Cardinal Collins said that the Church in Canada would not allow the matter to be dropped. 

“One of the things we are surely going to do is to keep this before the public,” he said.

“We have been around for a long time. We are not going to back down on this,” he added.

While the government seems to hold all the cards at the moment as it doubles down on its requirement, Cardinal Collins reframed the standoff, saying, “We don’t want to get into a dispute, so we are trying to give [the government] a way out.” 

The Cardinal said he is hoping that the government will allow people of faith to opt-out of attesting to beliefs and values that contradict their faith. He, added, however, that he does not “have a lot of confidence that they’re going to back down on this.”  

The government authorities, notes the Cardinal, are trying to convince church groups that it’s no big deal to signal their agreement with the offensive attestation by saying it’s a simple matter to just check the box on the government form.  

“Just check the box, and you’ll get the money,” said Collins.  “In other words, ‘affirm that you believe and support what you don’t support.”

Perhaps jokingly — and perhaps not — Collins said, “Maybe I’ll send every member of Parliament a copy of A Man for All Seasons. The book tells the story of St. Thomas More, a 16th century English martyr who had his head chopped off for following God's laws on marriage instead of the king's. The reference is apropos. Canadians are being asked to turn off their consciences, go against their religious beliefs, and falsely attest they agree with something their faith cannot possibly permit them to do.  

The Cardinal said that many Canadians are now beginning to wake up to problems with the Trudeau government. 

“I think we’re noticing something very good – something you might not expect in a very secular society like Canada.  Even some pro-abortion groups are saying, ‘This is not right. We don’t agree with their position, but you can’t make their position, their beliefs’” a litmus test for being approved for funding. 

“Even some political parties which certainly have not been pro-religious are saying, ‘This isn’t right,’” continued the Cardinal, adding, “All kinds of commentators, including an atheist, who said, ‘Let me explain to the government the way people of faith operate.  You can’t force people to do this.’” 

“There’s an enormous amount of pushback,” he said.  

The Cardinal also noted that representatives of different faiths had come together to discuss the government’s assault on people of faith, resulting in 87 religious leaders signing a letter asking Prime Minister Trudeau’s government to drop the summer jobs pro-abortion, pro-transgenderism pledge.   

Cardinal Collins outlined a few strategies to deal with the troubling new government requirement. Among these are that Canadians can apply for summer job grants with a paper application and leave the attestation box blank with a note explaining why they can't in good conscience tick the box.
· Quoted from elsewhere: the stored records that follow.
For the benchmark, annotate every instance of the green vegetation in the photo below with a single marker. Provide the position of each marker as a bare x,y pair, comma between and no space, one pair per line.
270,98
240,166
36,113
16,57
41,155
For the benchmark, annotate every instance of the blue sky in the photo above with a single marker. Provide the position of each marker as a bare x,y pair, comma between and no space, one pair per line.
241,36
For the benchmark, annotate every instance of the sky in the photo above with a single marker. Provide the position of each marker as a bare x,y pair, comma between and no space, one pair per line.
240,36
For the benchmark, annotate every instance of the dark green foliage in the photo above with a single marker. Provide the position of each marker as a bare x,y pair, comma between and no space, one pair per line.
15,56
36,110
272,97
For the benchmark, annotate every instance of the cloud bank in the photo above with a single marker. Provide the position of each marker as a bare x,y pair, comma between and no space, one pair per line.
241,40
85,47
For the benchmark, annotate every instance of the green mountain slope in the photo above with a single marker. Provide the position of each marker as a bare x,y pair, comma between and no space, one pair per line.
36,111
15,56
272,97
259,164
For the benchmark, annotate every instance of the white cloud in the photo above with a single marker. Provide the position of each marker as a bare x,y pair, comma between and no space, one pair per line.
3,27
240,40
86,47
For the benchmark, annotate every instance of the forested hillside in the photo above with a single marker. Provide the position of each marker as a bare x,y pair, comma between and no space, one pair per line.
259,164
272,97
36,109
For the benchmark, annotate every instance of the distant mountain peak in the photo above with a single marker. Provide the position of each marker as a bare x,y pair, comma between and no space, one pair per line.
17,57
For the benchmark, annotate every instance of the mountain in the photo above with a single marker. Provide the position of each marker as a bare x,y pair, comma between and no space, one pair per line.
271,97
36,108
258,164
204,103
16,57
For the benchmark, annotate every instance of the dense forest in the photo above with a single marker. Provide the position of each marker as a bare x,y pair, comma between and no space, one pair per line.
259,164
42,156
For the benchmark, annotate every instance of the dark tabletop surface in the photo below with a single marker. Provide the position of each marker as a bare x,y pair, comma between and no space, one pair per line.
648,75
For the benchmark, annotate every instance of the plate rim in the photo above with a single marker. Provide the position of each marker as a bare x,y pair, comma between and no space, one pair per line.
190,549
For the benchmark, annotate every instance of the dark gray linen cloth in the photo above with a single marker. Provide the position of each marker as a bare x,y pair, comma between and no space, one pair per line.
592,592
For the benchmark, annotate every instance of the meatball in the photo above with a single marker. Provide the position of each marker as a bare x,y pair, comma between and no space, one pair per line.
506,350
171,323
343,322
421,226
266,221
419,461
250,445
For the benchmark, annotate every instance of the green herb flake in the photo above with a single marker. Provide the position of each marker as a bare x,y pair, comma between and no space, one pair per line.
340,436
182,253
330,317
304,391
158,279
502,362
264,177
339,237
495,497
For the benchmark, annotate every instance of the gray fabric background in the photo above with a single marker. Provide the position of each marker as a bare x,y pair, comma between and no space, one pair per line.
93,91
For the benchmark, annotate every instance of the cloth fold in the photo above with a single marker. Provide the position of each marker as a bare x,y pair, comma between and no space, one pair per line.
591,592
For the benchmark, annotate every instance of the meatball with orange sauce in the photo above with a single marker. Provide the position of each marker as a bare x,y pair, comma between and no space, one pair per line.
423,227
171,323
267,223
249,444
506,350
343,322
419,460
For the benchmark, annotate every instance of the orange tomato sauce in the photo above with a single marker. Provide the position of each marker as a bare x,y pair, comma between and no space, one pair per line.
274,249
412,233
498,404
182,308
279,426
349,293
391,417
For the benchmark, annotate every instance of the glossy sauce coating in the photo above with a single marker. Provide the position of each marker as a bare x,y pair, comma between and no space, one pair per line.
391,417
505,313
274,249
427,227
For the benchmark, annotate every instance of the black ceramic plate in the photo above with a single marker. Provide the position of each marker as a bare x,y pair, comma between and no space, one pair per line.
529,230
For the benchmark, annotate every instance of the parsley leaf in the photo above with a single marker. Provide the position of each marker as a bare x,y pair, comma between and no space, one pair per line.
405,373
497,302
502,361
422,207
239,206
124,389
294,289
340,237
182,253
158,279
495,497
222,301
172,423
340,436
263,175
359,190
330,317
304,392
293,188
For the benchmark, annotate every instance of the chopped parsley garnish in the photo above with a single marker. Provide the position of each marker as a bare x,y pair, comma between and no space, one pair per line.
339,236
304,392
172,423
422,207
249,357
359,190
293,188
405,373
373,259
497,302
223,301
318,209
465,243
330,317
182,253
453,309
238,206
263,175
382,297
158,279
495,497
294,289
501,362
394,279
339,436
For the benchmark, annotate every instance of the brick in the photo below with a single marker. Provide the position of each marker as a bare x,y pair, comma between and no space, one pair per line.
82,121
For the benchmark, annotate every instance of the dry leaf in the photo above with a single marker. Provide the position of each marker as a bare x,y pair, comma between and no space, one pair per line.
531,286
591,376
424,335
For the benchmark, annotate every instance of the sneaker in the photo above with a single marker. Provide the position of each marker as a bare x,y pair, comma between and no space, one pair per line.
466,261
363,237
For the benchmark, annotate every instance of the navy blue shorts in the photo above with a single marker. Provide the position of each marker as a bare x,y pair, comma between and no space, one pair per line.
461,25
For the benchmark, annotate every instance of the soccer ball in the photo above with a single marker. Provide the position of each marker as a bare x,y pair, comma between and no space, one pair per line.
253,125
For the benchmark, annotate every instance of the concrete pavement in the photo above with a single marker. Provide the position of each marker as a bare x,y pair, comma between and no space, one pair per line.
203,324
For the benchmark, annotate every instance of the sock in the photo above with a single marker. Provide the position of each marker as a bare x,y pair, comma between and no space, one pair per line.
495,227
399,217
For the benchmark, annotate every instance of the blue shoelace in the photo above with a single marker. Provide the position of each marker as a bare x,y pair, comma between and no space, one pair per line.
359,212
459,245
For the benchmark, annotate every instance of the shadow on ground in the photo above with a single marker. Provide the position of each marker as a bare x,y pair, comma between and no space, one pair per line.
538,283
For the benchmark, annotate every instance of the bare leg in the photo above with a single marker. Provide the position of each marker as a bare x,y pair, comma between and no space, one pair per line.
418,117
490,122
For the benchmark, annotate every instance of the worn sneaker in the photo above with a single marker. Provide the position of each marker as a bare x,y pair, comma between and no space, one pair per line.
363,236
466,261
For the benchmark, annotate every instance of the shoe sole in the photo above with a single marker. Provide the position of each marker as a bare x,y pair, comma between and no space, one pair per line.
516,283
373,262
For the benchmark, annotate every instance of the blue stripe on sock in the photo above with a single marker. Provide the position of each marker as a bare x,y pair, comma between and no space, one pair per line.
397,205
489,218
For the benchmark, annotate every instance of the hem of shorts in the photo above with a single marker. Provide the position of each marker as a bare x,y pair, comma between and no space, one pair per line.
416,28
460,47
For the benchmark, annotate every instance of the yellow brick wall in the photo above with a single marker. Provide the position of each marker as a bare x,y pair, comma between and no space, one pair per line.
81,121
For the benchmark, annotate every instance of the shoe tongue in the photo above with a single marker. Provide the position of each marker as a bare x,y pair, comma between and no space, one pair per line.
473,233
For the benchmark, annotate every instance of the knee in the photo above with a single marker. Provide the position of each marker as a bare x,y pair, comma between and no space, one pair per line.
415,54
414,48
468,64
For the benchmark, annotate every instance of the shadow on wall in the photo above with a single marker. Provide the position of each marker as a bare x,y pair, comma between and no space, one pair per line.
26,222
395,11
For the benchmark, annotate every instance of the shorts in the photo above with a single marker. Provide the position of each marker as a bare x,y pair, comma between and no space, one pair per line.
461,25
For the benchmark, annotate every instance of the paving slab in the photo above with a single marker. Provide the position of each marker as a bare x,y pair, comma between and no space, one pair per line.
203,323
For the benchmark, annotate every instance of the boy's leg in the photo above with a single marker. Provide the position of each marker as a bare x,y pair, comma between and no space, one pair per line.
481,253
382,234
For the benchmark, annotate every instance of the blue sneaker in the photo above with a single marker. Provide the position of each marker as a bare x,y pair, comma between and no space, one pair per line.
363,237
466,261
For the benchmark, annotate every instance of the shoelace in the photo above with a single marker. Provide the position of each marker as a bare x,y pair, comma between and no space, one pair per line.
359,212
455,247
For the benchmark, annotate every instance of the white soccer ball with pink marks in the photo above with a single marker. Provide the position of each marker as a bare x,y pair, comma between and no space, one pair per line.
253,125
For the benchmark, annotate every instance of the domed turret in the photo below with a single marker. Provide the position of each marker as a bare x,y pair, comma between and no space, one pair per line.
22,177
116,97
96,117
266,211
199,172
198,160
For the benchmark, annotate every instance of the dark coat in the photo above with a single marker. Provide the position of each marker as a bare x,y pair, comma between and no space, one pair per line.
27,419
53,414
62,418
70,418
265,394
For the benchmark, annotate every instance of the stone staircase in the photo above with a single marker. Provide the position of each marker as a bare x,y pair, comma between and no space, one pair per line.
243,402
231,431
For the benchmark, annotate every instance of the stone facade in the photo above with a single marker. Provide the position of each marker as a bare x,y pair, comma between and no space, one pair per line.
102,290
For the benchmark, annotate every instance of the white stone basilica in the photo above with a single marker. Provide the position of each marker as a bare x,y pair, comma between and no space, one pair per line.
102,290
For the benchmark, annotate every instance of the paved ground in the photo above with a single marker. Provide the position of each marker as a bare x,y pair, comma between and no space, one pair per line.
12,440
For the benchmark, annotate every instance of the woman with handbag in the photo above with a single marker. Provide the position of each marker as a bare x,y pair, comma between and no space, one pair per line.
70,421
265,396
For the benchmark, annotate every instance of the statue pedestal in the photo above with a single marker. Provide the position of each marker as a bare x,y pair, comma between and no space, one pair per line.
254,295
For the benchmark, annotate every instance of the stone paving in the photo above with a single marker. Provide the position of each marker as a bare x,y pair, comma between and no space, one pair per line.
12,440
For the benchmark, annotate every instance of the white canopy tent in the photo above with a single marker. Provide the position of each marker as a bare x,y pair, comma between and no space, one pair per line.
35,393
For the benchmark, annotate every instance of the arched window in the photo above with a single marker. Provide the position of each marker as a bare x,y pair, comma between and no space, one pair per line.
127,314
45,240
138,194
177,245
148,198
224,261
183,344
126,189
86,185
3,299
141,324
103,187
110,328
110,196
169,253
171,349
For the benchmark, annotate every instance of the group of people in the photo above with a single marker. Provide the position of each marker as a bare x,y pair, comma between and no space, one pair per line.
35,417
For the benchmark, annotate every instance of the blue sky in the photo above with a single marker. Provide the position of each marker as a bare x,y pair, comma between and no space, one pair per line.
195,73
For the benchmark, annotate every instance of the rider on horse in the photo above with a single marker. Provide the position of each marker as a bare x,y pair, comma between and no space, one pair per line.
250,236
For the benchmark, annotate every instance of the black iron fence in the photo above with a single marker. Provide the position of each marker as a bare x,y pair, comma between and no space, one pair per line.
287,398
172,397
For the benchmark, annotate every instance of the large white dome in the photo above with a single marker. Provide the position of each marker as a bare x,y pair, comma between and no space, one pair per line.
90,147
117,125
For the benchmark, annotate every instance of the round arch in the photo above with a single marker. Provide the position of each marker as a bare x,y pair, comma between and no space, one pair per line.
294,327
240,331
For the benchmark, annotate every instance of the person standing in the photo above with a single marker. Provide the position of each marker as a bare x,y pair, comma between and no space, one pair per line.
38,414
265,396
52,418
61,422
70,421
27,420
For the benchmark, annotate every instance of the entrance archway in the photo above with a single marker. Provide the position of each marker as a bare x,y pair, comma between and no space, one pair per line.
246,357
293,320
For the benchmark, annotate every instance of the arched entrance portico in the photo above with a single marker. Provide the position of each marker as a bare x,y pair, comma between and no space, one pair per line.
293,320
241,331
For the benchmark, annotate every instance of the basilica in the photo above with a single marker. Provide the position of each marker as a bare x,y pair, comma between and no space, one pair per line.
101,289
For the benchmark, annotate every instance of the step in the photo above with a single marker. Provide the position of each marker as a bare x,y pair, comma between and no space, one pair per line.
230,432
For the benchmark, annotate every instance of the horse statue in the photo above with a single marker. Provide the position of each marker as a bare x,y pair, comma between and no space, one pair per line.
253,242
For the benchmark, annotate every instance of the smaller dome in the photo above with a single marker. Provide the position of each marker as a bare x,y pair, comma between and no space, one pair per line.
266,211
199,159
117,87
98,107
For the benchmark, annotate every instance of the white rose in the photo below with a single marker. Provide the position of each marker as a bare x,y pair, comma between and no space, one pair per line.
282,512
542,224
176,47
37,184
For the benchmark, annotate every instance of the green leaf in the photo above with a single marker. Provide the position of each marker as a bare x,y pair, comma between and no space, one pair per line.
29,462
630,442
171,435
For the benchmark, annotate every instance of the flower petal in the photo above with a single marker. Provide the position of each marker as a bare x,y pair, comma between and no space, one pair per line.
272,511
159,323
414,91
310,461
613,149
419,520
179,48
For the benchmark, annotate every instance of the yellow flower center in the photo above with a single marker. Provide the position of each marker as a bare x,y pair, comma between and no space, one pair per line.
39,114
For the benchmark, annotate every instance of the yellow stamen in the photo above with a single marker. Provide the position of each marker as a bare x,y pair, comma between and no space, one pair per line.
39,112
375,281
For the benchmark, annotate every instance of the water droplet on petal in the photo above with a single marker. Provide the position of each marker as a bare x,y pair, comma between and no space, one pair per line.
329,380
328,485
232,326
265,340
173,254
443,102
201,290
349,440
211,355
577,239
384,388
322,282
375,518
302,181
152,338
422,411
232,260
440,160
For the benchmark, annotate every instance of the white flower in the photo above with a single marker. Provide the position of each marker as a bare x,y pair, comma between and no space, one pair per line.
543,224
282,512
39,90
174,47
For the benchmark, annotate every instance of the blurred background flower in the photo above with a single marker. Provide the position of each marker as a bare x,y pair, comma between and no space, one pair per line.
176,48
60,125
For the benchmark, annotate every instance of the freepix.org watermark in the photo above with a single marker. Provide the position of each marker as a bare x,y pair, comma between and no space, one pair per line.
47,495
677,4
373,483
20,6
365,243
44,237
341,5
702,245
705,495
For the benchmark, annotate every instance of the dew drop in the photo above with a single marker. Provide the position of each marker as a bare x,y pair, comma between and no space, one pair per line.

The Cardinal suggested that the government authorities who authored the attestation have misunderstood Canada’s Charter of Rights, and actually have it backward.

If they were to read the Charter of Rights, said Collins, they’d see two things: 

  1. “The very first fundamental right in the Charter of Rights is the freedom of conscience and religion.” 
  2. “The end of the Charter of Human Rights and Freedoms says ‘this applies to governments, not to individuals.’”  

“So it’s intended to protect citizens from being intimidated by the government against their conscience and their religion,” explained the Cardinal.  “It’s not intended to be used by the government to intimidate the citizens, which is the way the government is using it.”

“Before Mr. Trudeau became Prime Minister, he had a policy that you can’t even run as a candidate in his party without affirming all these beliefs which he feels are self-evident beliefs,” said Cardinal Collins.  

And now that policy has been carried into Trudeau’s method of governing.   

“Is this our country,” asked Cardinal Collins, “where you force people to pass an ideology test?”